Chris steps into a comparison of OpenStack where we are building a new kind of computer, loosely coupled that take space of warehouse. OpenStack tends to be the leading candidate for this mission.
So what are the key features that would increase adoption? OpenStack needs to stop focusing on improving the foundation and focusing on things that it can do, ie. installer and storage. It needs to help manage the life cycle of whats inside of OpenStack. It also needs more layers such as security, and compliance.
If you were Bezos pulling up from the industry in 10 years what would you see? Public Cloud players are bigger.. organizations aren’t in the infrastructure business so they will be less in it in the future.
I think a very interesting final point here was around where Amazon and Google could be contributing to OpenStack. The point was made that they would be the ones interested in building a bridge to cloud to absorb any Private Cloud deployments in the Public Cloud seamlessly.
And finally we get to the last panel! Here we had Jonathan Donaldson – Intel – GM Software Defined Infrastructure, Jonathan Bryce – OpenStack Foundation, Brian Gentile – Tibco Jaspersoft,
and Neati Shalom – CTO Founder – Gigaspaces – Moved product from proprietary to open source.
The panel begins with a question to Jonathan around what business case Intel has for open source. He responded in stating that Intel is looking to ensure that customers in all aspects from the direct to the indirect consumer of their products is exposed to Intel goodness.
The following question asked what drivers there are taking open source from small to large groups or building communities.
– Needs to solve a business problem or large need
– Has a variety of methods of contribution
– Lots of ways to participate
A couple of good examples are NoSQL and Docker. NoSQL succeeded by entering a proprietary space and delivered technology that solved problems in a cheaper way. In this the demand drove it with things like MongoDB and Cassandra. Docker is an example of something small that grew hugely in 6 months form disruptive phase to commodity.
Jonathan also mentioned here that common problems tend to breed community. And when approaching this, you can’t do it from within vendor lines, it must be done with the problem in mind in order to foster mass adoption and acceleration.

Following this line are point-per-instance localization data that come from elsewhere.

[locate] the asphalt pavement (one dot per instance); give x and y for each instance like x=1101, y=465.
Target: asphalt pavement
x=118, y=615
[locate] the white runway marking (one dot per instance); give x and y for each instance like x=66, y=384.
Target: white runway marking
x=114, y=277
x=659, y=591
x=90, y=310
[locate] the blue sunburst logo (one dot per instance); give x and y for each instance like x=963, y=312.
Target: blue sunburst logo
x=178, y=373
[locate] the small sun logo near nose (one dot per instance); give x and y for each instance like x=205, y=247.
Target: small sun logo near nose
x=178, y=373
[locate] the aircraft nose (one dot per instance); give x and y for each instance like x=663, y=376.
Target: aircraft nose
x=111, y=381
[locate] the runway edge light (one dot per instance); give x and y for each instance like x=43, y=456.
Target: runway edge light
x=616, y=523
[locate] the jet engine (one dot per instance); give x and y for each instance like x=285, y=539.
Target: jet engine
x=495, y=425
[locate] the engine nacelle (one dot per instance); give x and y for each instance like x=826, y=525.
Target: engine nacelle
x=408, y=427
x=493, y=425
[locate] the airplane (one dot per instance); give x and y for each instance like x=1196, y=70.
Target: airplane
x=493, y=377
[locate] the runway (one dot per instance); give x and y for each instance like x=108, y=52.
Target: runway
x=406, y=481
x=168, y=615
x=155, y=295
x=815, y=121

What is the draw and outlets for building successful business models on OpenStack?
A main reason is that it is allowing entry in space that wasn’t possible before. It also represents a business model that doesn’t impede innovation. Open source is driving innovation at faster paces. A good example of this is that we used to pay for something even if it was shelfware. Now with open source you are paying for things that know are valuable. As a whole it seems to have forced the industry to generate more value.
The panel finished with a few comments about the health of OpenStack. THe eco-system should counter balance leadership. Currently there are too many companies arguing for equal right.